Он расточал его такой щедрой рукой и так охотно делился им, что, пожалуй,
еще столетия два композиторы будут пользоваться его идеями и замыслами. Его
произведения представляют сокровищницу еще неразработанных идей; - другие
достигнут величия, воспользовавшись ими. Если Бетховена можно назвать
идеальным слушателем простого музыканта, то Шуберт с полным правом может
считать себя таким идеальным музыкантом.
156
Новейший стиль музыкальной игры. - Великий трагико-драматический стиль
в музыке приобретает свой характер от подражания, стараясь передать все
приемы великого грешника в том виде, каким он представляется с точки зрения
католицизма, т. е. в виде человека, медленно двигающегося, страстно
предающегося мечтам, которого мучения совести заставляют бросаться туда и
сюда, с ужасом обращаться в бегство, в восторге пускаться в преследование
или в отчаянии останавливаться, - словом, человека со всеми атрибутами
великой греховности. Вообще этот стиль игры в применении ко всякой музыке
только и объясняется предложением католика, что все люди - великие грешники
и ничего другого не делают, как только грешат, а так как музыка служит
изображением всех действий и поступков человека, то она и должна постоянно
употреблять мимический язык великого грешника. Однако слушатель, который не
настолько католик, чтобы усвоить себе эту логику, в праве воскликнуть с
ужасом: "Да скажите же, ради самого неба, каким образом греховность стала
музыкой!"
157
Феликс Мендельсон. - Музыка Феликса Мендельсона служит доказательством
его вкуса ко всему хорошему, что было до него. Она постоянно указывает на
прошлое. Поэтому мог ли Мендельсон иметь многое впереди или рассчитывать на
далекое будущее? Да и вопрос, добивался ли он этого... Он обладал одной
добродетелью, которая редко встречается между артистами: в нем было развито
чувство признательности без всяких задних мыслей; но ведь и эта добродетель
указывает только на прошлое.
158
Одна матерь искусств. - В наш скептический век благочестие выражается
грубым тщеславием, почти доходящим до геройства. Теперь уже недостаточно
фанатического опускания очей и преклонения колен.

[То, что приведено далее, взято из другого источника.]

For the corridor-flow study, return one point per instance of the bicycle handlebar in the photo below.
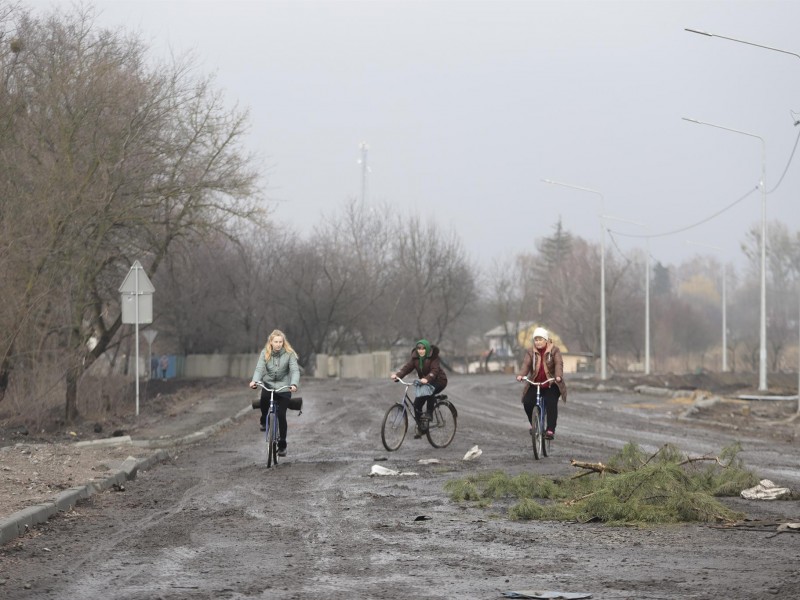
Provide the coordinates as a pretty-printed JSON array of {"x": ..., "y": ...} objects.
[
  {"x": 415, "y": 382},
  {"x": 538, "y": 383},
  {"x": 280, "y": 389}
]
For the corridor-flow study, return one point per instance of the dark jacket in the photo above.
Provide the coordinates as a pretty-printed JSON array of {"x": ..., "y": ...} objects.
[
  {"x": 431, "y": 368},
  {"x": 553, "y": 367}
]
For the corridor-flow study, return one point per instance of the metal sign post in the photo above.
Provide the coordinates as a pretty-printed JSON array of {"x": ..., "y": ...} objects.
[
  {"x": 150, "y": 335},
  {"x": 137, "y": 307}
]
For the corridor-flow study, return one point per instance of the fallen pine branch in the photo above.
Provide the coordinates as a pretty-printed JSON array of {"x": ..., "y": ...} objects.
[{"x": 592, "y": 468}]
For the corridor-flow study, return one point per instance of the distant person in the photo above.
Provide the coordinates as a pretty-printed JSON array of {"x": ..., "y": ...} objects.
[
  {"x": 277, "y": 366},
  {"x": 425, "y": 362},
  {"x": 542, "y": 362}
]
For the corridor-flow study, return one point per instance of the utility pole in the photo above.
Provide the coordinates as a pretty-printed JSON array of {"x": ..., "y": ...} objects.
[{"x": 364, "y": 170}]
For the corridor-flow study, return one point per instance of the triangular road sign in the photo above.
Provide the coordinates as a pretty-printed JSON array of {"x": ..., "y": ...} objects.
[{"x": 130, "y": 285}]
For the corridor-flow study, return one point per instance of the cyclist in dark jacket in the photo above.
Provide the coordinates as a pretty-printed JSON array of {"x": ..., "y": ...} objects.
[{"x": 425, "y": 361}]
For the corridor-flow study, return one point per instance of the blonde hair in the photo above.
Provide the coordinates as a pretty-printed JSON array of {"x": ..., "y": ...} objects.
[{"x": 268, "y": 346}]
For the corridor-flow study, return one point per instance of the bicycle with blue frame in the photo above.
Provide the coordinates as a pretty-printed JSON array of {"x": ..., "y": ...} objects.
[
  {"x": 440, "y": 428},
  {"x": 540, "y": 441},
  {"x": 272, "y": 419}
]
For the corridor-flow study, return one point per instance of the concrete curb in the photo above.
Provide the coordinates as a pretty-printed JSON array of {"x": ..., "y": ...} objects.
[{"x": 22, "y": 521}]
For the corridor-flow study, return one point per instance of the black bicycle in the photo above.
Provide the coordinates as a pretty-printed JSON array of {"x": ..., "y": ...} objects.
[
  {"x": 440, "y": 429},
  {"x": 272, "y": 420},
  {"x": 540, "y": 441}
]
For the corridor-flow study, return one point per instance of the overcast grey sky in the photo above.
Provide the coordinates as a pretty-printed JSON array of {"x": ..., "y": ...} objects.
[{"x": 467, "y": 106}]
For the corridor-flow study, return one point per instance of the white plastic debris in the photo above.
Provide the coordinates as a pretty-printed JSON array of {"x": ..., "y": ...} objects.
[
  {"x": 378, "y": 470},
  {"x": 765, "y": 490},
  {"x": 473, "y": 453}
]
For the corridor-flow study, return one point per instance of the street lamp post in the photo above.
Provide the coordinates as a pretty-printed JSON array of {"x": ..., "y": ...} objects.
[
  {"x": 724, "y": 308},
  {"x": 603, "y": 362},
  {"x": 762, "y": 353},
  {"x": 741, "y": 41},
  {"x": 646, "y": 295}
]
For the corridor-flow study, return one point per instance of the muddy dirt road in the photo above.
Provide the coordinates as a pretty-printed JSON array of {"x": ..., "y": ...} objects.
[{"x": 215, "y": 523}]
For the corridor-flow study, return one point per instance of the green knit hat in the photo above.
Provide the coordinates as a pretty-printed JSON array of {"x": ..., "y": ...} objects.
[{"x": 427, "y": 345}]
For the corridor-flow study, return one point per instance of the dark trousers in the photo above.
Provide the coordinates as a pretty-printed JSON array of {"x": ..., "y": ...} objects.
[
  {"x": 550, "y": 396},
  {"x": 281, "y": 401}
]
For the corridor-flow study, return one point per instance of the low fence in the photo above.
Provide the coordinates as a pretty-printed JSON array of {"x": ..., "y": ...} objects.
[{"x": 241, "y": 366}]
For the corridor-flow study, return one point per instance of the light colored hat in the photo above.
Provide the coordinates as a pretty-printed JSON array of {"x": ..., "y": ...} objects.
[{"x": 541, "y": 332}]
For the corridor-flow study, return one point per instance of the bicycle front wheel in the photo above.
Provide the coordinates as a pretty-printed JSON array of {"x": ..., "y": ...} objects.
[
  {"x": 272, "y": 442},
  {"x": 395, "y": 425},
  {"x": 537, "y": 435},
  {"x": 442, "y": 426},
  {"x": 545, "y": 439}
]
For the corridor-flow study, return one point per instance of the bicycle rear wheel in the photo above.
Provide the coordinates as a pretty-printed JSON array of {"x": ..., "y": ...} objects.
[
  {"x": 394, "y": 427},
  {"x": 272, "y": 442},
  {"x": 442, "y": 426},
  {"x": 537, "y": 435}
]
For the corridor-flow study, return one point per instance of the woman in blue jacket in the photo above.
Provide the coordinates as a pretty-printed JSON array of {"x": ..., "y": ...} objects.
[{"x": 277, "y": 366}]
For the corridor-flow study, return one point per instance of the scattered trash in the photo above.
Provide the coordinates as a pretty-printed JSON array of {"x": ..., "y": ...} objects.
[
  {"x": 777, "y": 527},
  {"x": 473, "y": 453},
  {"x": 379, "y": 470},
  {"x": 548, "y": 595},
  {"x": 765, "y": 490}
]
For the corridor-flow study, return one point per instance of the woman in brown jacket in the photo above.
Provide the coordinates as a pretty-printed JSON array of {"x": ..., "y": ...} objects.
[
  {"x": 432, "y": 378},
  {"x": 542, "y": 362}
]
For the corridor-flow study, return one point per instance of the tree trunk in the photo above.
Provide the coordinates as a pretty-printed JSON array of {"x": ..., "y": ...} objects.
[{"x": 71, "y": 406}]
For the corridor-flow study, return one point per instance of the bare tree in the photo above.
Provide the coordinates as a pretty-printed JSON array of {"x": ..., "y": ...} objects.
[
  {"x": 112, "y": 162},
  {"x": 438, "y": 281}
]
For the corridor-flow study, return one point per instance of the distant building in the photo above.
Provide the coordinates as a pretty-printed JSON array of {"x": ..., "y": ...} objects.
[{"x": 509, "y": 340}]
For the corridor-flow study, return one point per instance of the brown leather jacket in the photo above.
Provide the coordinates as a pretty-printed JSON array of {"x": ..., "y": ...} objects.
[{"x": 553, "y": 367}]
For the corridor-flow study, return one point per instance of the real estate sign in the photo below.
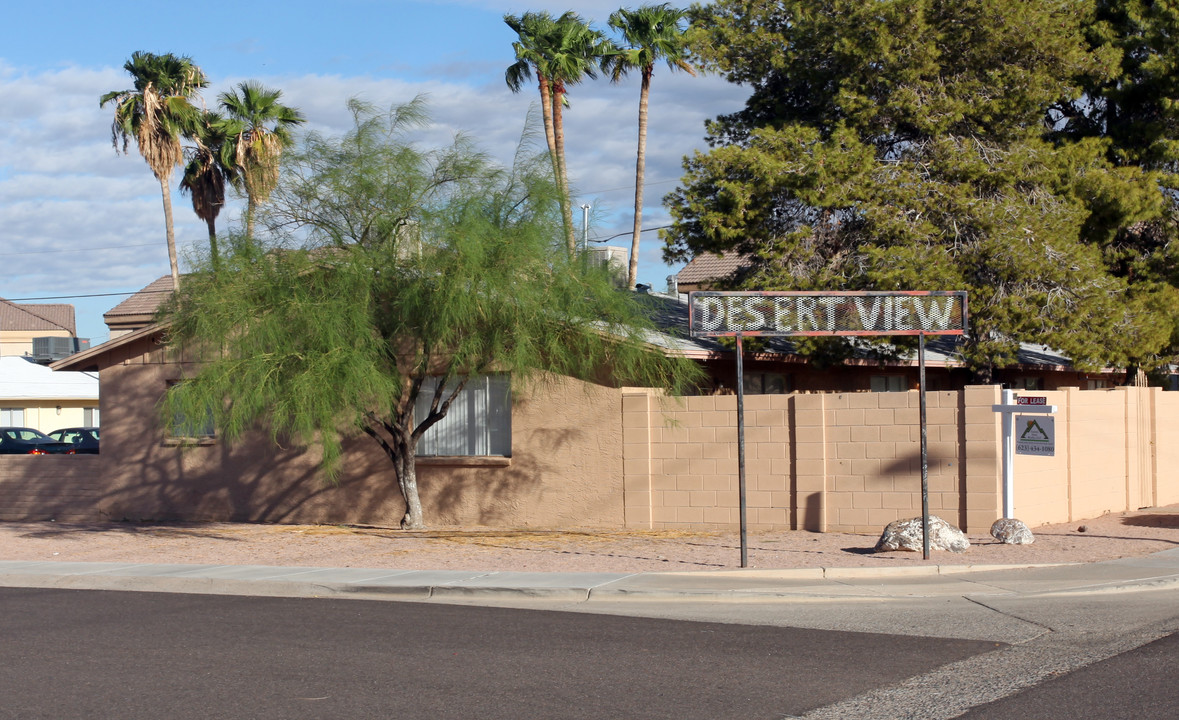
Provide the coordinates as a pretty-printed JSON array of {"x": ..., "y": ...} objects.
[
  {"x": 1035, "y": 435},
  {"x": 812, "y": 314}
]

Нет ничего невероятного в
том, что тщеславие сделается последним выражением благочестия и отцом
последней католической церковной музыки, как оно уже было отцом последнего
церковного архитектурного стиля. (Стиль этот называют иезуитским).
159
Свобода в цепях - княжеская свобода. - Последний из современных
музыкантов, подобно Леонарду, понимавший красоту и молившийся на нее, был
поляк "неподражаемый": Шопен, - все музыканты, бывшие до него и после него,
не имеют права на этот эпитет. У Шопена то же княжеское благородство в
соблюдении музыкальных условностей, какое выказывал и Рафаэль своим
употреблением самых простых и обыкновенных красок; только у Шопена оно
выражается не в красках, а в простоте ритма и мелодий, которым он, рожденный
среди этикета, только и придавал значение, как самый свободный и грациозный
дух, играя и резвясь в оковах этикета без всякого издевательства над ним.